I’m a few years younger, in 2nd grade there was a designated Stomper “Parking Lot” where the teacher made us leave them in class.

Arch Duke Maxyenko
Member
Arch Duke Maxyenko
27 days ago

I did not have any of these handed down to me, so not sure if my older cousins had any or they were just too warn down. I did have Darda cars though, and those are worthy of an article for sure.

James McHenry
Member
James McHenry
27 days ago

Oooh, I think we had a few of those as well! Windup cars with kind of a unique ratchet mechanism, right? And they ran a long time and went really fast and had their own tracks…

Arch Duke Maxyenko
Member
Arch Duke Maxyenko
27 days ago
Reply to  James McHenry

Yup, they would go up to 30mph. We had the Ferrari F1 car, a couple JPS and an Essex Lotus F1 cars, I think either a Porsche or Mercedes Group C car (the fastest one we had) and a red VW Bug that was too heavy to go through the loops. Our dog, Molly, would go fuckin bonkers and try to attack them when she was a puppy.

James McHenry
Member
James McHenry
27 days ago

I personally distinctly remember having a metallic red C4 Corvette. Well played with. We might have had another but I can’t remember. We also had the later model chargeable electric Hot Wheels cars with the “Daytona 500” track set, and I think that Corvette might have lived long enough for a couple laps there.

Cerberus
Member
Cerberus
27 days ago

Dardas were awesome! Compared to any other windup cars, it was like they came from another planet.

LTDScott
Member
LTDScott
27 days ago

I was always impressed with the level of detail on Dardas.

Anonymous Person
Anonymous Person
27 days ago

“…15-inch Trinitron on a Saturday morning in 1980

Maybe the rich kids. We had a 12-inch black and white TV that only got one channel and that was NBC.

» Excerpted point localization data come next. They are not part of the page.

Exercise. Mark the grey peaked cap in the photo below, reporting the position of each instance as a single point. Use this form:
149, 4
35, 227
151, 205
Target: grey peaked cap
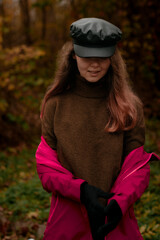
94, 37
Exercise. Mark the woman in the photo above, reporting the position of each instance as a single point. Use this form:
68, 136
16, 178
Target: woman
91, 155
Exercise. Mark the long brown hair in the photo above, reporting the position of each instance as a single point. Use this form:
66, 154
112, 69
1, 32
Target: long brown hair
122, 103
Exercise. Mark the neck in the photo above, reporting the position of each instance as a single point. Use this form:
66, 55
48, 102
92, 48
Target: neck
87, 89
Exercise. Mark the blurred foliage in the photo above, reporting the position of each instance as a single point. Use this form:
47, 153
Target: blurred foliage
23, 81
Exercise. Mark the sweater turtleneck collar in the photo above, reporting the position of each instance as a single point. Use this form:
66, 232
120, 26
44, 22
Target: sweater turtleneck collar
87, 89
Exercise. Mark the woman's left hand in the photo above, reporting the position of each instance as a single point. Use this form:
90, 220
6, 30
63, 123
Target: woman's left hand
114, 215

My little brother’s friends had these.

Church
Member
Church
27 days ago

Right? This guy over here with a Trinitron. Mine was a humble Magnavox household, thank you very much.

Nlpnt
Member
Nlpnt
27 days ago
Reply to  Church

We had a 32″ Zenith that was at least color but old enough that the channel knob had broken off and we had to use pliers to change the channel for a while.

Tbird
Member
Tbird
27 days ago

We had a 14″ color with a remote bought at Montgomery Wards in ’83 or so. Living the high life.

Last edited 27 days ago by Tbird
Zerosignal
Zerosignal
27 days ago
Reply to  Tbird

We had a 17 inch color with a remote from JC Penney but that was later in the 80s.

Tbird
Member
Tbird
27 days ago
Reply to  Zerosignal

By the mid 90’s dad had a Panasonic 32″? I took an old Magnavox given to us by an uncle to college with me in ’94. I left the old Monkey Wards TV at my old apt when I graduated with an engineering degree.

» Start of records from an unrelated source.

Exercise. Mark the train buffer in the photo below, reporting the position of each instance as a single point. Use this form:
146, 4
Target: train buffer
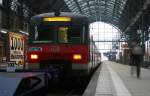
23, 83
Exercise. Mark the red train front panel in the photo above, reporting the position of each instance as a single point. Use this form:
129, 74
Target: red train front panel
75, 54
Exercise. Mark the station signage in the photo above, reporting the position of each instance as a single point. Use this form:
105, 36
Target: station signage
16, 46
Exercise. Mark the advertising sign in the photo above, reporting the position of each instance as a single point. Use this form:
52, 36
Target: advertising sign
16, 46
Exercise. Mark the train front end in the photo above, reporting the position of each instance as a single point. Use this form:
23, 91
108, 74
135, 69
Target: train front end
59, 42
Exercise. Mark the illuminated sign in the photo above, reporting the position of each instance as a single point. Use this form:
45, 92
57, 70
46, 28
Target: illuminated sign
16, 45
52, 19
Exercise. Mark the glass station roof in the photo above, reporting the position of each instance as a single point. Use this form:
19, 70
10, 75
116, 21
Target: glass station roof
108, 11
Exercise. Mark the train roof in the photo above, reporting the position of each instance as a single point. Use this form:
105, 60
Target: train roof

Last edited 27 days ago by Tbird
Angry Bob
Member
Angry Bob
27 days ago

I remember these. Pretty sure I had the orange Nissan.

James McHenry
Member
James McHenry
27 days ago

I did grow up with these as a monster truck obsessed kid. Think I might still have a couple. Fun little offroaders.

One thing I did always wonder was whether or not the TNT Motorsports Stomper/Stomper Bully monster trucks were related to these toys in any way. Nowadays I don’t think they were, but ya never know…

Sid Bridge
Member
Sid Bridge
27 days ago

Can confirm awesomeness. I had the black Ford pickup Stomper when I was in kindergarten. One of my favorite toys ever, with one caveat.

I once took an off-roading excursion into my hair where it did actually get stuck. The Stomper came out of it okay, but my bowl cut was pretty ruined.